日米欧中すべての景気指標が悪化し、経済的には暗い雰囲気が出来つつあります。一方で、日米欧の金融緩和と中国の財政出動への期待で、株式市場は底値をつけて反転上昇に入りつつあるようです。

この経済と株式市場のギャップを捕らえてひと稼ぎするため、各主要要素をまとめておきたいと思います。

 

ユーロ圏

独・ZEW景況感調査は9,10月と下がり続け、1.9にまでなっています。中国の減速懸念で3月から下がり始め、VWの問題で止めを刺した感じです。

リーマンショック後のマイナスまでは行かないものの、この指標は50以上で景気が良いと言う判断になりますので、非常に状況は悪そうです。この分だと、マイナス金利と量的緩和のコンボは拡大されることがあっても、縮小はなさそうです。

 

米国の決算

事前予想通りで悪い内容になっています。まだ前半しか終わっていませんが、今後の見通しを下方修正する割合がどれくらいになるかが、最も注目すべき部分になりそうです。

 

中国の実体経済

19日(月)に中国の7-9月期GDPの発表があります。信頼性が疑われているので、マーケットに大きな動揺を誘うことはなさそうですが、話題には事欠かないのも事実です。

新興国投資の第一人者であるモビアス氏は、サービス部門の推計が難しいことを考えると、もっと成長率が高いのではないかと指摘しています。

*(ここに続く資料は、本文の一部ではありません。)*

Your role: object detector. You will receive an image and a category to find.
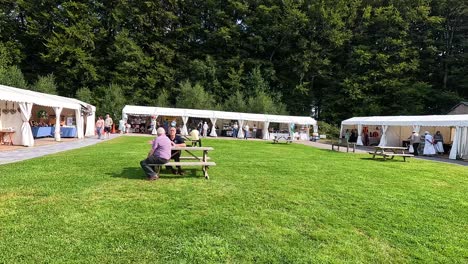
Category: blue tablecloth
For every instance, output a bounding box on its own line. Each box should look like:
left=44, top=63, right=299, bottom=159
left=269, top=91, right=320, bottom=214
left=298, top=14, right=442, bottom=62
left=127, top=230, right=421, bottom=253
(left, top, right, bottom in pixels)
left=31, top=127, right=54, bottom=138
left=60, top=127, right=76, bottom=137
left=31, top=127, right=76, bottom=138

真偽のほどはどうあれ、すっかり景気減速のイメージがついた中国経済統計の結果が悪くても、株価が落ちる心配はなさそうです。数字が悪くなるほど、26日の五中全会への期待がよりいっそう膨らみ、株価は上げるのではないでしょうか。

 

新興国

1017 brazil junk bondブラジルの国債がついに投資不適格一歩手前まで落とされました。国内は政治、経済共にボロボロなので、ほうっておけば更なる格下げもあるでしょう。先進国も自国で精一杯なので助けている余裕はなさそうです。

この国の問題は、とにかく世界中から金を借りまくっていることです。もしデフォルトや格下げによる国債価格の急落が起こると世界中の投資資金がダメージを受けるはずです。そうなったら、いつ止まるか分からないドミノ倒しの始まりです。

イメージとしては、1997年のタイバーツショックでしょうか?中国の通貨切り下げ後、2年かけて東南アジアを直撃した例です。

今回は中国の通貨切り下げに加え、米国の利上げが重なりそうです。ショックは非常に大きくなるのではないでしょうか。

トルコも地政学的リスクが高いので不安ではありますが、経済的な影響という意味ではブラジルが問題だと思います。

 

薄氷を踏むか?

先進国の減速、新興国の危機的状況を踏まえると明るいニュースはありません。この中、株式市場が上がっていくと言うことは、1-6月の上海市場と同じ状況が世界中で生まれることを意味します。

経済の悪化を止めるための金融緩和と財政出動で株価が上昇、実体経済との乖離が大きくなり、金融的レバレッジで止まらなくなった株価を信用規制でつぶし、崩落する。

2016年後半に向けてこの流れが起こると考えると、株価は戻り高値を更新する事が考えられます。実現すれば、最高のディーリングチャンスになりそうですがどうでしょう?

金融相場でポジションを張るのはギャンブルに近いですが、世界中がそうなっているなら、やる価値はあると思います。今後が楽しみです。